Die wichtigsten Berührungspunkte gab es zwischen den Donauschwaben und dem jeweiligen Staatsvolk, also den Ungarn, Rumänen, Serben und Kroaten. Kleinere Ethnien im Umfeld fielen weniger ins Gewicht und wurden auch seltener beschrieben. Als Beispiel kann die „Chronik der Heidegemeinde Billed im Banat“ angeführt werden, die den Juden und den Zigeunern eigene Kapitel widmet. Wir lesen hier zum Beispiel von den „Juden als unsere Nachbarn und Schulkameraden“, dass die ersten „israelitischen Ansiedler“ schon unter Kaiser Karl VI. aus Spanien ins Banat kamen, während in der Festung Temeswar jüdische Familien aus der Türkenzeit  zurückgeblieben waren. Später ließen sich die Neuankömmlinge in den deutschen Siedlungen nieder, weil sie sich hier sprachlich und kulturell angesprochen fühlten. Über die Juden in Billed gibt es kein Quellenmaterial, und erst im Jahre 1837, 72 Jahre nach der Ansiedlung der Gemeinde, geht aus einem Visitationsbericht des Bischofs Lonovics hervor, dass in der Pfarre Billed neben 3218 (deutschen) Katholiken auch 28 Juden lebten. Laut einer Beschreibung aus den Jahren 1859-1860 gab es damals 26 Juden im Ort, die zumeist Handel trieben. Es bestand neben dem Sauerländer-katholischen auch ein jüdischer Friedhof. Der Verfasser des Beitrags, Hans Braun, hatte vor dem Zweiten Weltkrieg jüdische Kollegen in der Dorfschule. Ihre Eltern waren Industrielle, Kaufleute und Rechtsanwälte, die zur wirtschaftlichen Entwicklung von Billed beigetragen hatten. Viele jüdische Kinder besuchten Mittel- und Hochschulen. Gegenseitige Achtung und Toleranz ermöglichten ein harmonisches Zusammen-
leben mit den Mitbürgern anderer Nationalitäten und Konfessionen. Nach 1945 wanderten einige Juden nach Israel aus.

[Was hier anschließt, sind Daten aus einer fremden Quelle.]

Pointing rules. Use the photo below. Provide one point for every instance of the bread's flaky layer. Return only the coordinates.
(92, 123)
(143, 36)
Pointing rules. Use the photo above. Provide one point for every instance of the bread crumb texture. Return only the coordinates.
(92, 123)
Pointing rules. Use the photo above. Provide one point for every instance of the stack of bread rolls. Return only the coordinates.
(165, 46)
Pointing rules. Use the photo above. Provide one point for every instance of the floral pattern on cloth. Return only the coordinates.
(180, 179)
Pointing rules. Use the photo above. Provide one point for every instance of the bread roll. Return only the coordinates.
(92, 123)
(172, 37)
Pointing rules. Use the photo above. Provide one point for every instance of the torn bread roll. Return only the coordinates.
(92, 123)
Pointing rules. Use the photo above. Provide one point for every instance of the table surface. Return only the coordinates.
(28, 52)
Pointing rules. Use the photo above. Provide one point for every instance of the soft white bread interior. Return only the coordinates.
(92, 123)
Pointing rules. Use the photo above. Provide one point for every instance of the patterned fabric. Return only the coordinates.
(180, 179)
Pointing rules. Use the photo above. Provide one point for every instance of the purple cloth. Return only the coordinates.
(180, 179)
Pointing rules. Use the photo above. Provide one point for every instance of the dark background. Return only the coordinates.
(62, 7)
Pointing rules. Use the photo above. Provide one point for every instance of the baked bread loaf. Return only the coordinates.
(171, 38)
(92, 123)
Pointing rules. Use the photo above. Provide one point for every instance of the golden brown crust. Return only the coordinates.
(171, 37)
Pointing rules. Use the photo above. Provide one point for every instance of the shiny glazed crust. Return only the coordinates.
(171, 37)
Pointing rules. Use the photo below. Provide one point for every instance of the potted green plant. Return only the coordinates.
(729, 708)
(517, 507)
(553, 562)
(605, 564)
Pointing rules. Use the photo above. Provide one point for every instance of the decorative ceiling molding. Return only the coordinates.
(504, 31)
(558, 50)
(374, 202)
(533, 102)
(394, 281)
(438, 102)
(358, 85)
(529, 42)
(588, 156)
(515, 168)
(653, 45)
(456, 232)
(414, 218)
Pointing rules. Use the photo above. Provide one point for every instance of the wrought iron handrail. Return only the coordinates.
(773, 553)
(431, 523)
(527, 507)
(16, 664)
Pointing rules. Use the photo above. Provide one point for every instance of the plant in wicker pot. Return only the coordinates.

Gleich den Juden waren die Zigeuner zur Zeit der Habsburger nur geduldet und mussten ein Kopfgeld bezahlen. Dieses betrug im Jahre 1734, nach einem Bericht von Graf Hamilton, fünf Gulden. Damals lebten etwa 200 Zigeunerfamilien im Banat. Sie lebten sehr genügsam, machten sich durch Schmiede- und Schlosserarbeiten unentbehrlich und wurden auch im Berg- und Hüttenwesen eingesetzt. Kaiser Joseph II. wollte sie – vergeblich – sesshaft machen. In Billed – wie auch in vielen anderen Gemeinden – lebte eine Anzahl Zigeuner in armen Hütten am Dorfrand. Sie verrichteten schlechtbezahlte Arbeiten als Viehhüter, Abdecker oder gelegentliche landwirtschaftliche Hilfsarbeiter und erwarben sich häufig ein Zubrot durch Betteln oder durch Weissagen der Zukunft, aber auch durch Glückwünschen zu Neujahr und an großen Festen, an denen in den schwäbischen Dörfern kein Bittsteller abgewiesen wurde. Alle abgehärteten Zigeuner waren genügsam und häufig Analphabeten. Sie spielten nach dem Gehör jede Melodie und nahmen die Dialekte ihrer Umgebung an. (Franz Klein: Billed. Chronik einer Heidegemeinde im Banat in Quellen und Dokumenten 1765-1980, Wien 1980, S. 432-436). Heute hat sich die Anzahl der Roma in ganz Osteuropa stark vermehrt.

Auch Ernst Hauler beschreibt das Zusammenleben der Sathmarer Schwaben mit Juden und Zigeunern. Nach ihm lebten Juden in kleineren Gruppen in den Schwabensiedlungen entlang der Karpatenausläufer. Sie führten einen Kaufladen, betrieben eine Schusterei oder Schneiderei, andere handelten in den Ortschaften mit Lumpen, Tierhäuten und Federn. Sie erlernten schnell den schwäbischen Dialekt, waren gesellig, hatten viele Kinder und wurden akzeptiert. Es kamen gegenseitige Heiraten vor, so dass heute Sathmarschwäbinnen auch in Israel wohnen. Im Frühjahr 1944 wurden die Juden nach Auschwitz verschleppt, von wo 50 Prozent zurückkehrten, doch bald weiterzogen. Die Sathmarer Juden vertraten den Chassidismus, eine strenge ostjüdische religiöse Bewegung. Von weltweit 150.000 „Satmar“ – so heißen die aus dem Sathmarer Gebiet stammenden Chassidim (die Frommen) – leben heute allein 40.000 im New Yorker Stadtteil Williamsburg. (Ernst Hauler: a.a.O., S. 252 f.)